A memorial service will be held at 2:00 PM, Saturday, February 10, 2024 at The Pines.

Memorials in his name may be made to: The Chattooga Conservancy or The Blue Ridge Conservancy.

William Ward Lasley Sr. ’47

William Ward Lasley, Sr., 96, died February 2, 2024, in the room in which he was born on West Davis Street in Burlington, NC, on October 13, 1927.  His parents, Ralph Kerr Lasley and Jennie (Trix) Howe Ward, were also Burlington natives from 1887 and 1898.  He was valedictorian of the Burlington High School class of 1944, as his father was in 1906.  He attended Davidson College for 3 academic years before 3 days at Fort Bragg for the Army pre-induction physical convinced him the Navy could not be worse.  A member of Beta Theta Pi, he was manager of the Thompson boarding house for a year while playing football and basketball, and sprinting and long jump.  

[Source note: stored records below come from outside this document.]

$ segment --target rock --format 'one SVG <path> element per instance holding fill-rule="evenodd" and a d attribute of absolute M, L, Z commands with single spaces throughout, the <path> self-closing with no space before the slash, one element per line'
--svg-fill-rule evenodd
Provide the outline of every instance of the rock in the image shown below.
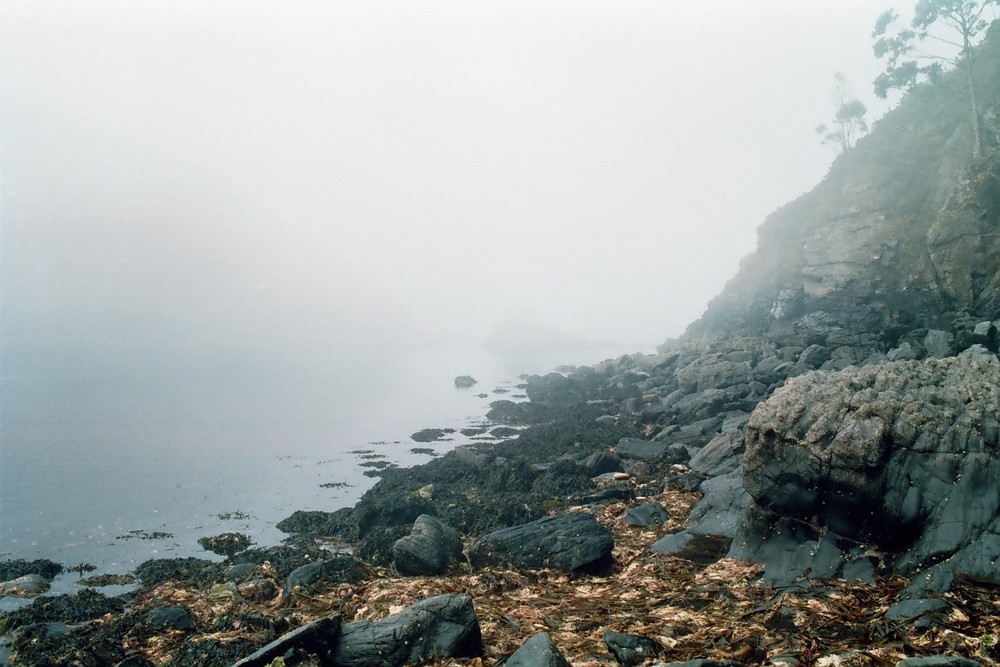
<path fill-rule="evenodd" d="M 454 432 L 453 428 L 425 428 L 411 435 L 410 439 L 416 442 L 435 442 Z"/>
<path fill-rule="evenodd" d="M 547 632 L 532 635 L 514 651 L 504 667 L 570 667 Z"/>
<path fill-rule="evenodd" d="M 655 528 L 669 520 L 670 515 L 662 503 L 645 503 L 625 510 L 625 523 L 630 526 Z"/>
<path fill-rule="evenodd" d="M 743 432 L 727 431 L 712 438 L 688 461 L 688 467 L 709 477 L 725 475 L 743 460 Z"/>
<path fill-rule="evenodd" d="M 199 537 L 198 545 L 212 553 L 232 558 L 241 551 L 244 551 L 253 542 L 243 533 L 222 533 L 212 537 Z"/>
<path fill-rule="evenodd" d="M 892 565 L 913 575 L 908 596 L 946 590 L 955 571 L 995 576 L 998 413 L 1000 361 L 992 354 L 790 380 L 747 425 L 743 481 L 759 510 L 741 526 L 741 557 L 786 560 L 795 550 L 789 530 L 803 543 L 816 542 L 810 531 L 791 529 L 790 522 L 800 522 L 814 524 L 812 533 L 847 538 L 845 544 L 900 554 Z M 777 531 L 779 522 L 788 530 Z M 782 544 L 768 546 L 774 540 Z M 871 563 L 833 542 L 817 543 L 829 552 L 824 572 L 848 566 L 868 576 Z M 834 551 L 841 554 L 837 567 Z M 818 576 L 815 565 L 808 567 Z"/>
<path fill-rule="evenodd" d="M 743 510 L 750 502 L 740 471 L 707 479 L 698 489 L 702 499 L 688 515 L 688 530 L 701 535 L 735 537 Z"/>
<path fill-rule="evenodd" d="M 330 664 L 340 637 L 340 625 L 340 614 L 313 621 L 275 639 L 233 667 L 268 667 L 279 658 L 282 661 L 277 664 L 294 665 L 299 662 L 296 658 L 305 656 L 315 657 L 320 664 Z"/>
<path fill-rule="evenodd" d="M 660 647 L 652 639 L 626 635 L 614 630 L 607 630 L 604 633 L 604 643 L 618 664 L 625 667 L 634 667 L 653 660 L 660 652 Z"/>
<path fill-rule="evenodd" d="M 980 663 L 957 655 L 928 655 L 922 658 L 906 658 L 896 663 L 896 667 L 979 667 Z"/>
<path fill-rule="evenodd" d="M 431 658 L 472 658 L 483 643 L 472 598 L 439 595 L 381 621 L 341 629 L 332 665 L 397 667 Z"/>
<path fill-rule="evenodd" d="M 190 630 L 196 621 L 184 605 L 168 604 L 150 609 L 146 613 L 146 623 L 161 630 Z"/>
<path fill-rule="evenodd" d="M 657 663 L 654 667 L 743 667 L 742 662 L 735 660 L 713 660 L 711 658 L 698 658 L 697 660 L 687 660 L 685 662 L 663 662 Z"/>
<path fill-rule="evenodd" d="M 468 389 L 476 384 L 476 378 L 471 375 L 459 375 L 455 378 L 455 387 L 458 389 Z"/>
<path fill-rule="evenodd" d="M 670 449 L 670 445 L 664 442 L 652 440 L 640 440 L 639 438 L 622 438 L 618 441 L 615 450 L 618 456 L 625 459 L 642 459 L 652 461 L 665 455 Z"/>
<path fill-rule="evenodd" d="M 896 623 L 914 625 L 918 628 L 939 625 L 943 612 L 950 605 L 940 598 L 919 598 L 901 600 L 889 607 L 885 619 Z"/>
<path fill-rule="evenodd" d="M 589 514 L 567 512 L 494 531 L 469 547 L 474 568 L 491 565 L 562 572 L 606 570 L 614 541 Z"/>
<path fill-rule="evenodd" d="M 699 565 L 711 565 L 729 551 L 732 539 L 720 535 L 699 535 L 682 530 L 661 537 L 649 547 L 653 553 L 674 556 Z"/>
<path fill-rule="evenodd" d="M 281 604 L 285 604 L 296 589 L 311 590 L 320 585 L 356 583 L 366 576 L 368 572 L 364 564 L 354 556 L 337 556 L 308 563 L 295 568 L 288 575 L 281 592 Z"/>
<path fill-rule="evenodd" d="M 40 574 L 26 574 L 0 583 L 0 597 L 15 595 L 32 598 L 49 590 L 49 582 Z"/>
<path fill-rule="evenodd" d="M 45 558 L 31 561 L 20 558 L 0 561 L 0 581 L 17 579 L 26 574 L 37 574 L 46 581 L 52 581 L 62 571 L 62 565 Z"/>
<path fill-rule="evenodd" d="M 392 545 L 392 555 L 400 574 L 444 574 L 453 560 L 461 558 L 462 540 L 454 528 L 429 514 L 421 514 L 413 522 L 410 534 Z"/>
<path fill-rule="evenodd" d="M 609 472 L 622 472 L 622 460 L 614 452 L 594 452 L 583 462 L 583 468 L 591 477 Z"/>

He graduated from the US Naval Academy in 1950, lettering in Track.  He commanded the minehunter USS Bunting, Division 83 of 4 minesweepers, and the USS Belle Grove, LSD-2 in ’68-9, for which he was awarded the Bronze Star for operations in the Mekong Delta.  At the Office of Naval Research, he was an early project manager of deep submersible ALVIN.  

During the Arab-Israeli Six Day War in 1967, the Navy sent his four wooden-hulled, poorly-armed minesweepers to keep a non-provocative eye on the Soviet Mediterranean Fleet in the Aegean Sea.  He reported back, “Have Soviet Fleet surrounded, when do I attack?”   

As Advisor to the CNO for Mine Warfare, he and a civilian PhD performed the initial planning for the successful mining of North Vietnamese harbors in 1972, helping to end our participation in that war.  Retiring as a Captain in 1980, he continued to live in Alexandria, VA, taking his wife’s seat on its Symphony Board, until returning to Burlington in 2013.

His wife, the former Mary Webb Graham of Oxford, NC, a descendant of Gen. Wm. Davidson’s brother, predeceased him in 1984, and his son-in-law Mark Johnson in 2011.  Survivors include daughter Rebecca Graham Lasley of HIgh Point, NC, son W.W. (Bill & Liz) Lasley Jr. and granddaughter Mary of Woodbury, Connecticut, and son Ralph Augustus Lasley ’82 of Burlington.